I don't know what the expected semantics of mount --bind -o are supposed to be, but if the idea is that you specify all of the flags (and the old mount flags are completely ignored), then you need to unconditionally call mount(MS_BIND|MS_REMOUNT) in order to ensure that you clear flags when requested. The downside is that this also means that mount --bind and mount --bind -o might have different behaviour (presumably the behaviour that mount --bind retains the old mount flags is something people want). In addition, you probably want to pass MS_RELATIME by default (if no atime flags are specified) in order to force the default kernel setting, rather than inheriting the old atime flag (to match the other mount flags).
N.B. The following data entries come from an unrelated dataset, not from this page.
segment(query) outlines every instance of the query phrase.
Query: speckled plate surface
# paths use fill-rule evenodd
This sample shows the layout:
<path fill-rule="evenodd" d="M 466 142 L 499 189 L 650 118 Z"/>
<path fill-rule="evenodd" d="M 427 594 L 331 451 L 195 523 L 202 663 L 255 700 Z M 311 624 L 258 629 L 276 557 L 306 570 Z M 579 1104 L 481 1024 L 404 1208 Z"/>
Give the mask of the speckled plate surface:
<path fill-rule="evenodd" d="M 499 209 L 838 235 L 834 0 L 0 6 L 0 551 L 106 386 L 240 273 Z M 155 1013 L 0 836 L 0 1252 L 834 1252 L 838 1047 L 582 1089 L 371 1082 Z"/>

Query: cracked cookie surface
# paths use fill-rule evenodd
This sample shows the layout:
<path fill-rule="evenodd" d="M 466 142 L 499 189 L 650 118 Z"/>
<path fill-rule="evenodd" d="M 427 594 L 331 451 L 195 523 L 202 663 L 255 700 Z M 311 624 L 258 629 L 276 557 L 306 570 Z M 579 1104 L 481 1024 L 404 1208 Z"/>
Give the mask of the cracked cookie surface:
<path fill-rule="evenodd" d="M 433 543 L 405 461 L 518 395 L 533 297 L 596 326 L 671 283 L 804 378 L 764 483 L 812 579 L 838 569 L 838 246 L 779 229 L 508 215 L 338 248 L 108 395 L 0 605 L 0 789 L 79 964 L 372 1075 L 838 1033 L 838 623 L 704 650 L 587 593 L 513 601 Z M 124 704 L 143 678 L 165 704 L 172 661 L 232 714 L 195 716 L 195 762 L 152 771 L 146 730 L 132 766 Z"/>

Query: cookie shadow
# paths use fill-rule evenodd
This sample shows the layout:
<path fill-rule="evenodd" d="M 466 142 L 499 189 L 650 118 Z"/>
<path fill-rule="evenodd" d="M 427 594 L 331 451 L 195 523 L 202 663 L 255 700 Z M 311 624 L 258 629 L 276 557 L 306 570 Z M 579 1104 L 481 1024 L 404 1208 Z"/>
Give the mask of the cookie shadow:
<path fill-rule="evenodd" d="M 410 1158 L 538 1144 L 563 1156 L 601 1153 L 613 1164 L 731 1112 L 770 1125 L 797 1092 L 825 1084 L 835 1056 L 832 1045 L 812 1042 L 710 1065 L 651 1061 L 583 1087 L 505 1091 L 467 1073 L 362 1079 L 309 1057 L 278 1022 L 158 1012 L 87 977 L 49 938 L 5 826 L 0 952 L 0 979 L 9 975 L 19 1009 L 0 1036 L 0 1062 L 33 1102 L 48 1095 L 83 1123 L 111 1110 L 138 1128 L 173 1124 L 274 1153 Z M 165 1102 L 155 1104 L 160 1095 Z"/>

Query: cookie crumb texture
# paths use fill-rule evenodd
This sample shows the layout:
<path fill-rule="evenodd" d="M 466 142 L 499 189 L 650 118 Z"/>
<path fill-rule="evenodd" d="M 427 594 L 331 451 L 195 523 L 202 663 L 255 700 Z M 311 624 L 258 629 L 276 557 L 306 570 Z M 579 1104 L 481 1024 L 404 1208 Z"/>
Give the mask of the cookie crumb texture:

For mount --bind -o remount,... the atime semantics should probably be something like:

  • If MS_RELATIME|MS_NOATIME are not present in /proc/self/mountinfo or statfs then add MS_STRICTATIME to correctly handle the strictatime cases.
  • If an atime flag (strictatime, relatime, noatime) is requested, clear all other atime flags from the "old" set. Currently the old atime flags are kept but this results in weird behaviour because some of the atime flags are technically an enum and so passing multiple values produces incorrect behaviour (most notably in the MS_RELATIME|MS_NOATIME case).
  • norelatime should probably be converted to strictatime in some cases.
  • The interaction of atime, diratime, norelatime and nostrictatime needs to be reconsidered. Does atime just mean "no MS_NOATIME" or should it also clear MS_NODIRATIME? What is nostrictatime supposed to mean? You cannot clear the MS_STRICTATIME flag as it is not a real flag -- should it instead mean MS_RELATIME (the default atime since 2009)?

I discovered this while working on runc's mount handling code. The OCI runtime-spec requires us to mirror mount(8) semantics, and I then discovered that several bugs present in runc are also present in libmount but slightly different.

I will write up a simple test script to help make it easier to understand the multitude of issues.